Givenchy's couture collection an ode to founder Hubert de Givenchy

Riding her post-Meghan Markle royal wedding wave of acclaim, Clare Waight Keller, artistic director of Givenchy, was awarded pole position on opening night for what was only her second couture collection ever. PHOTO: AFP

PARIS (NYTIMES) - They may have been protesting the separation of migrant families in the United States over the weekend but, in Paris, they were celebrating France's soccer victory over Argentina. And as the couture shows began Sunday evening, that World Cup series win lent a rosy glow to a sector that is regarded as a national treasure of a different kind.

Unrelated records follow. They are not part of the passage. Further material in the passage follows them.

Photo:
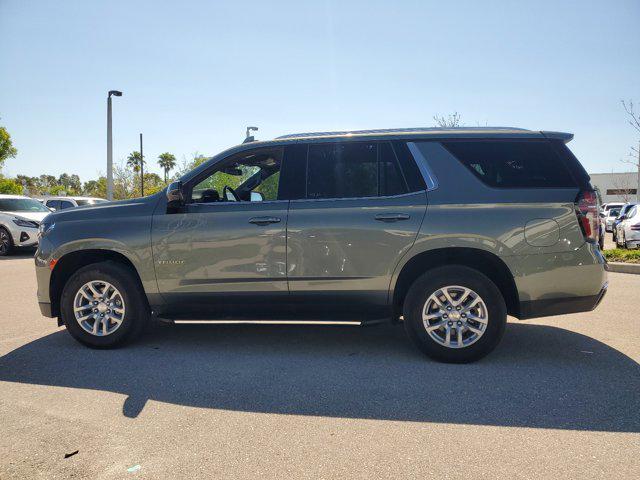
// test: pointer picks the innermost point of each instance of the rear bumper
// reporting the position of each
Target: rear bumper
(561, 306)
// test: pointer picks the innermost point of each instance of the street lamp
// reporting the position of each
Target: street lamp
(115, 93)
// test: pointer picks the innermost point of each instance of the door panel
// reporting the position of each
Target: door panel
(221, 248)
(350, 246)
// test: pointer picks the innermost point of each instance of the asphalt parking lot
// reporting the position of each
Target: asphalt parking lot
(559, 398)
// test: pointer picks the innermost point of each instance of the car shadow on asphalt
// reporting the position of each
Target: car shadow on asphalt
(20, 254)
(540, 376)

Riding her post-Meghan Markle royal wedding wave of acclaim, Clare Waight Keller, artistic director of Givenchy, was awarded pole position on opening night for what was only her second couture collection ever. In the gardens of the Archives Nationales - as cawing sea gulls flew overhead, circling the house's drone, and the arched windows of the cream stone edifice were reflected in the mirrored catwalk - she rose to the occasion with an ode to her house's founder, Hubert de Givenchy, who died earlier this year.

You could trace the antecedents - some Sabrina here; some classic couture balloon sleeves there - but Keller made them her own.

She started with the signature Givenchy column beneath a satin tunic top cropped just below the breastbone in the front and sweeping down to the floor behind, as once worn by Audrey Hepburn but updated in black wool and white georgette covered in matte metallic sequins.

She melded deep jewel toned velvets and crystalline sequined capes that glimmered like the walls of an emerald mine; spliced a short black cape jacket to a white shirt; trapped flyaway nude silk chiffons with hammered silver breastplates; sent necklines soaring like satin stalagmites Men's narrow overcoats were paved in the same silver sequins and beaded peacock feathers as the gowns (though the men still seem like accessories to the women, rather than equals); trench coats lined in starlight; thin black turtlenecks and cigarette pants layered under glimmering bustier dresses with petal skirts. The shoulders in all cases were drawn with squared-offed geometric precision; the line pristine.

It was a little medieval and a little futuristic, formal in its heritage (fah to daywear!) and never less than highly controlled. Each look was named after a word de Givenchy had used to describe his own runway styles ("affectionate," "intriguing," "severe," "inaccessible"), though the net effect sacrificed emotion to the armour of elegance. Feelings can be messy, which is risky but also what creates an unexpected clutch of stomach-churning excitement. It is the one element missing from Waight Keller's roster.

She has mastered her material, but she still plays by the familiar rules, as does Bertrand Guyon at Schiaparelli, who this season gave the urban jungle a surrealist masquerade ball spin in the gilded halls of the Opera Garnier. A flamingo intarsia cape topped skinny pink trousers worn by a model in a matching flamingo papier-mache headdress, while crystal zebra stripes mixed it up with moire and leopard and Dalmatian prints tussled in a ponyskin coat. A platinum lame gown trembled with lace butterflies.

The craft of the atelier on display was impressive, if the realisation a bit obvious - though not as obvious as an ivory satin caftan with an intarsia portrait of the Schiap herself. Big sister is watching. Best not stray too far from her playbook, even if you can see the moves coming from a mile away.

Iris Van Herpen, on the other hand, is in an entirely different league; one she created, and continues to occupy pretty much by herself. For her, technology is a contemporary form of craft, and the digital world, her atelier. Half the time, what she makes does not even resemble clothing, at least as we used to know it, but rather some form of undulating carapace: the 5G network made material, cast in the style of Arthurian legend, and encasing the body.

It is not that she rejects the heritage of the couture, she just redefines it with modern tools. Once upon a time the sewing machine did the same.

Witness her latest collection, titled Syntopia and inspired, the show notes read, by "the new worlds that arise within synthetic biology." Relatively wearable (by Van Herpen standards) leather overcoats displayed windows of grey wool woven via parametric files.

A turquoise organza fan-pleated cape dress was coated with liquid to create glass wings. Sound wave patterns were cut by laser out of Mylar and black cotton and heat-bonded to acrylic cutouts to create something resembling (kind of) a little black dress.

The result challenges convention, and, possibly, one's ability to sit down. Whether Van Herpen scores with each look or not, however (and all those sine curves can start to feel a little repetitive), she has definitely moved the goal posts in this game.